Thursday, May 17, 2012

A Rare But Intriguing Setup Based On The Recent Weak Closes


Regardless of whether the market has closed up or down, SPY has consistently closed near the lower end of its range over the last 5 days. Below is a list of all the instances where SPY closed in the bottom third of its daily range for five days in a row, and their returns over the next two days.




What I find most remarkable about this study is not the fact that all 6 instances closed higher 2 days later, but that the last 5 never saw any drawdown over the next 2 days.  That means they gapped up on day 1 and went 2 days without filling.

4 comments:

j'adoube said...

yup, just another perfect record -- blown to bits

Johan Lindén said...

Nice study, but too few observations to mean anything. Which we also saw today at opening.

Daniel said...

It's always of great interest when an actual result lands outside the "standard deviation" bands of some probabilistic study based on past similar occurrences.

Today's decline, like many others the past few days, is flying in the face of numerous regression-based studies.

Marc Faber has openly stated he believes a flat out market crash is a serious possibility, maybe even a likelihood. The interview I refer to came a few days ago, at much higher market levels. His reasoning is fundamentally-based, sovereign debt leveraging concerns.

In 1987 many reliable regression indicators and oscillators absolutely blew out, and only THEN did the crash occur-- taking them out to the stratosphere.

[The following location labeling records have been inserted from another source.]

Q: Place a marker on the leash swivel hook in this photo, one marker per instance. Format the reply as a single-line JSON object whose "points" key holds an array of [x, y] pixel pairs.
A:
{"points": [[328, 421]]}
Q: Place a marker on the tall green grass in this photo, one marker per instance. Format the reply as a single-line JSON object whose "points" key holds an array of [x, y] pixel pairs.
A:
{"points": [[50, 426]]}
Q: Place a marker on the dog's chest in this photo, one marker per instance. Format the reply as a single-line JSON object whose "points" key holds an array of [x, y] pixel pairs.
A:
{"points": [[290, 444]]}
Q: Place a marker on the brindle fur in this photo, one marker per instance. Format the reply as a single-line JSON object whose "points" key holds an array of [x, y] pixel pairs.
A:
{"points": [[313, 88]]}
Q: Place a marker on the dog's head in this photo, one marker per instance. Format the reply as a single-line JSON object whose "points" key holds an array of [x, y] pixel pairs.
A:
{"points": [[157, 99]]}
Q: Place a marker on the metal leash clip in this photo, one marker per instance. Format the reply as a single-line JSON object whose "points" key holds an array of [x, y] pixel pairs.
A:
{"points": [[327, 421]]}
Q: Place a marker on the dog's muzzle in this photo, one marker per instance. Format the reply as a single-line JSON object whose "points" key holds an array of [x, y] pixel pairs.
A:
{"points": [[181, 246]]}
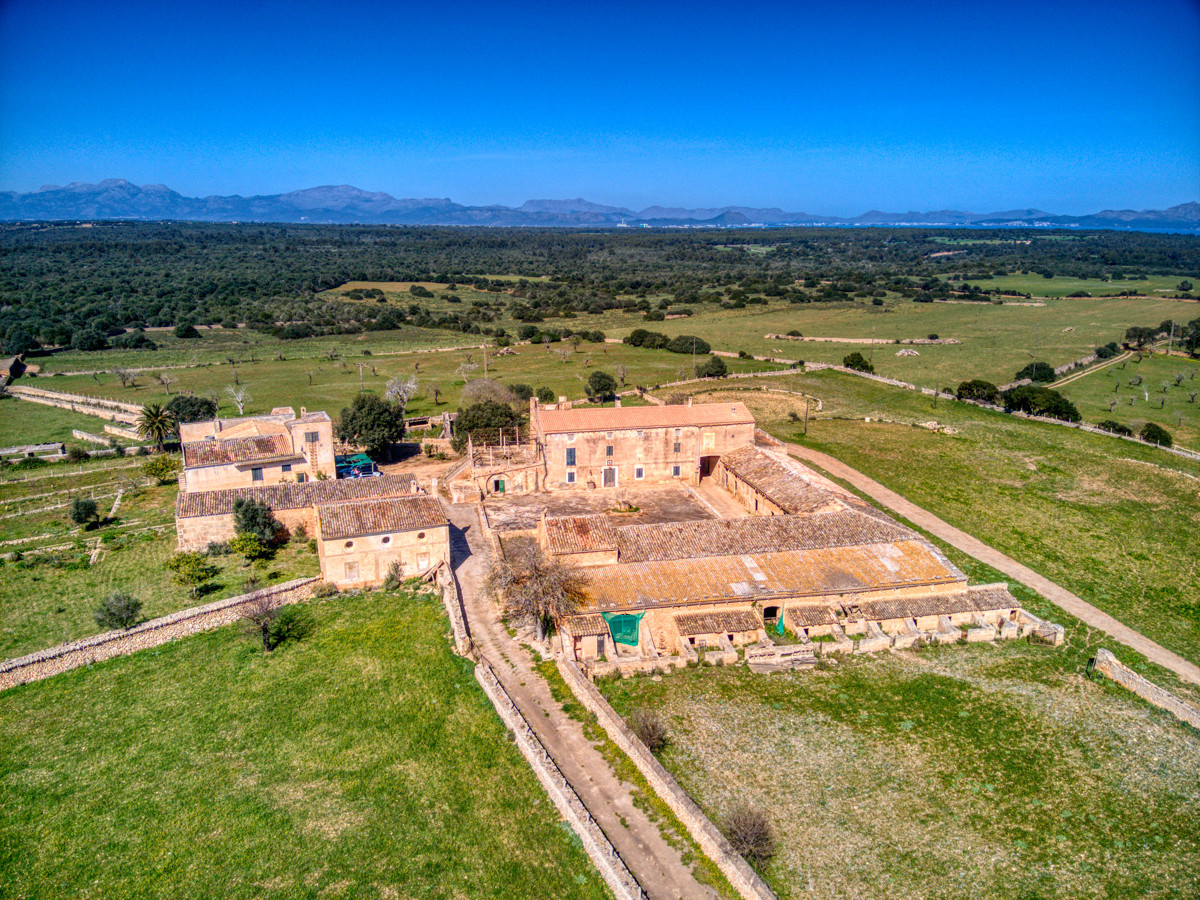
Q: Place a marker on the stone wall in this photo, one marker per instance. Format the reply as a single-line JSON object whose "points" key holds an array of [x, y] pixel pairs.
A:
{"points": [[1114, 670], [742, 876], [601, 851], [66, 657]]}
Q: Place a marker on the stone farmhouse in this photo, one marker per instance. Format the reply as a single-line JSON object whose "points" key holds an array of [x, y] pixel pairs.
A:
{"points": [[361, 526], [257, 450], [808, 565]]}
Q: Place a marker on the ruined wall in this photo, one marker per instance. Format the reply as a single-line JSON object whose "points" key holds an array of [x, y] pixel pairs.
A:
{"points": [[1113, 669], [66, 657], [742, 876]]}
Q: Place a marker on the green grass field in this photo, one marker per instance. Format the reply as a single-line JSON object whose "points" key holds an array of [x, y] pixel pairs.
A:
{"points": [[47, 599], [959, 772], [361, 762], [273, 383], [1115, 522], [1063, 286]]}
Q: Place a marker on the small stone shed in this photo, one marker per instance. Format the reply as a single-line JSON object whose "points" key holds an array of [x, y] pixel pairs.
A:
{"points": [[360, 540]]}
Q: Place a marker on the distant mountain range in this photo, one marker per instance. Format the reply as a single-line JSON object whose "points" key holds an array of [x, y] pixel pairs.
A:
{"points": [[342, 204]]}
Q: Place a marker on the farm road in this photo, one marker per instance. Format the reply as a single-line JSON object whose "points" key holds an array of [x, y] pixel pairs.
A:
{"points": [[654, 863], [1077, 606]]}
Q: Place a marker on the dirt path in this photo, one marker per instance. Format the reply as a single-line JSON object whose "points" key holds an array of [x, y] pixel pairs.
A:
{"points": [[654, 863], [1077, 606]]}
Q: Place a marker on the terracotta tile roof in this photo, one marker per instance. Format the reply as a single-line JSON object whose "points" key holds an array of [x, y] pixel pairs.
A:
{"points": [[385, 516], [754, 534], [559, 421], [234, 450], [585, 625], [580, 534], [294, 496], [779, 483], [984, 599], [808, 616], [714, 623], [793, 573]]}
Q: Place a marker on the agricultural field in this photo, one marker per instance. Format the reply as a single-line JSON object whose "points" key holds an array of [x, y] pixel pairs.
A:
{"points": [[48, 594], [1175, 406], [958, 772], [1065, 286], [1113, 521], [331, 384], [360, 761]]}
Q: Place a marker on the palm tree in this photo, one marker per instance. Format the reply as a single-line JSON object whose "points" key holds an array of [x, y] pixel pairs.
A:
{"points": [[156, 424]]}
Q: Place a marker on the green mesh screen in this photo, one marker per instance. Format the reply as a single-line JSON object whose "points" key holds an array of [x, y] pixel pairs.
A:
{"points": [[624, 627]]}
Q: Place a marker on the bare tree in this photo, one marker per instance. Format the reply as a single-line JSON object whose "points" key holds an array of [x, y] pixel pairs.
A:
{"points": [[259, 612], [532, 587], [240, 396], [401, 390]]}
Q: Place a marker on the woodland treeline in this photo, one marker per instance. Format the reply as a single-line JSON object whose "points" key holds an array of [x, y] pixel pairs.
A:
{"points": [[61, 281]]}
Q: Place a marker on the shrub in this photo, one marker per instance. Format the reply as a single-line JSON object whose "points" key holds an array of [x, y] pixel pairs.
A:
{"points": [[750, 833], [293, 623], [83, 511], [649, 730], [1115, 427], [118, 610], [1156, 435], [857, 361], [1039, 372], [978, 389]]}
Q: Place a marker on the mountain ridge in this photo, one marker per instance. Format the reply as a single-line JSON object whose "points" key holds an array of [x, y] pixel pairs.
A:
{"points": [[347, 204]]}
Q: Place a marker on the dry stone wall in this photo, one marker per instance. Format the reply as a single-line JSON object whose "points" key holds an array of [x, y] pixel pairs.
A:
{"points": [[741, 875], [601, 851], [66, 657], [1113, 669]]}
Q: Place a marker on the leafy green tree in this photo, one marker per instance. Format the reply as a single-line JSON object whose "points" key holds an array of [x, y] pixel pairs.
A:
{"points": [[185, 408], [714, 367], [373, 424], [118, 611], [600, 385], [1156, 435], [83, 511], [483, 421], [161, 468], [251, 516], [191, 570], [978, 389], [1041, 372], [156, 424], [857, 361]]}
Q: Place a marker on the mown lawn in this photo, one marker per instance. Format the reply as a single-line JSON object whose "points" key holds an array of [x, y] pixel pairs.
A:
{"points": [[959, 772], [1115, 522], [361, 762]]}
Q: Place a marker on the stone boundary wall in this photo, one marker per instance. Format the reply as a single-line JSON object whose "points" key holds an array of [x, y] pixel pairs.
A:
{"points": [[1116, 671], [601, 851], [924, 341], [742, 876], [87, 651]]}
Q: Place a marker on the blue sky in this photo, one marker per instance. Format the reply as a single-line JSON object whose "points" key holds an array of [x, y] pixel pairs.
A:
{"points": [[822, 107]]}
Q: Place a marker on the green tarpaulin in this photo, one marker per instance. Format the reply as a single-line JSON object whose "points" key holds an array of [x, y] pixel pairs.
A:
{"points": [[624, 627]]}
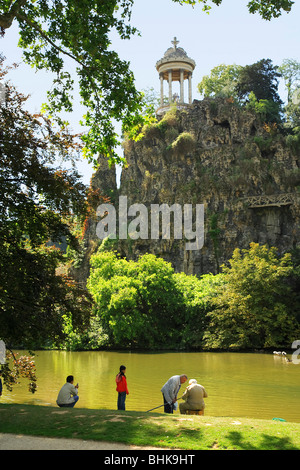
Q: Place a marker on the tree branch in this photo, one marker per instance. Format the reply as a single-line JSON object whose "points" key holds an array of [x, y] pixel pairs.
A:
{"points": [[44, 35], [7, 18]]}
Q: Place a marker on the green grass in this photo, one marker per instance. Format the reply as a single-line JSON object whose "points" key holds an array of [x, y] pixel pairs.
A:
{"points": [[150, 429]]}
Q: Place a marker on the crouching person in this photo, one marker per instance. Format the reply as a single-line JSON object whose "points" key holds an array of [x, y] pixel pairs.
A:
{"points": [[193, 397], [68, 394]]}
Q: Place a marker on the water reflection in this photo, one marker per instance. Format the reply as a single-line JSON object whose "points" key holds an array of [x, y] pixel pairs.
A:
{"points": [[249, 385]]}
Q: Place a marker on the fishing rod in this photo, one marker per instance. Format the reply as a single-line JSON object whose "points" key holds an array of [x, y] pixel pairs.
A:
{"points": [[162, 405]]}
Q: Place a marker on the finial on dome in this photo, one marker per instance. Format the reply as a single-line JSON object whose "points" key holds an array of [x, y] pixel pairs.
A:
{"points": [[175, 42]]}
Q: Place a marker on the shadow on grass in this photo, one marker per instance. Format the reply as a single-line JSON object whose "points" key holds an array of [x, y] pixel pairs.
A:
{"points": [[267, 442]]}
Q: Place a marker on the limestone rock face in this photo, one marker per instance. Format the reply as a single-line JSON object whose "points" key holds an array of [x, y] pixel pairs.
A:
{"points": [[213, 153]]}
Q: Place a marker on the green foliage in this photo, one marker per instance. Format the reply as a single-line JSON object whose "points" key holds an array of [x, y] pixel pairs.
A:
{"points": [[137, 302], [267, 9], [144, 304], [37, 200], [221, 81], [254, 308], [261, 79], [183, 144], [268, 110]]}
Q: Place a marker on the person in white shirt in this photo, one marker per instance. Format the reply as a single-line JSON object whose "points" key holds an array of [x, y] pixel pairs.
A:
{"points": [[68, 394], [170, 391]]}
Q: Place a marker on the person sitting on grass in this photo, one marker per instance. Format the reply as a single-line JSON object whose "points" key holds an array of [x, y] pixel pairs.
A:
{"points": [[193, 397], [68, 394]]}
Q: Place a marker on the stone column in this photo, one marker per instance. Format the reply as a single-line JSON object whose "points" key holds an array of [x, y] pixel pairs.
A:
{"points": [[170, 86], [181, 86], [161, 89], [190, 88]]}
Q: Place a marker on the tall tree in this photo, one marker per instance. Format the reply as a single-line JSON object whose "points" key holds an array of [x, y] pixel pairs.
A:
{"points": [[261, 79], [221, 81], [36, 202], [290, 71]]}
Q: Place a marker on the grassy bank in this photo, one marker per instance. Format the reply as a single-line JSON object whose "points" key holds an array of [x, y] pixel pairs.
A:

Anomalies are always of interest to the prudent speculator. There is potential secondary insight to be had, as to underlying dangers, from a regression study that majorly points one way--and an actual result that comes out another.

Market Owl said...

It just tells you how weak this market is, all the stats and historical data are screaming buy, yet we keep selling off. When a market gets oversold and sells off even more, without panicking, that is bear market action.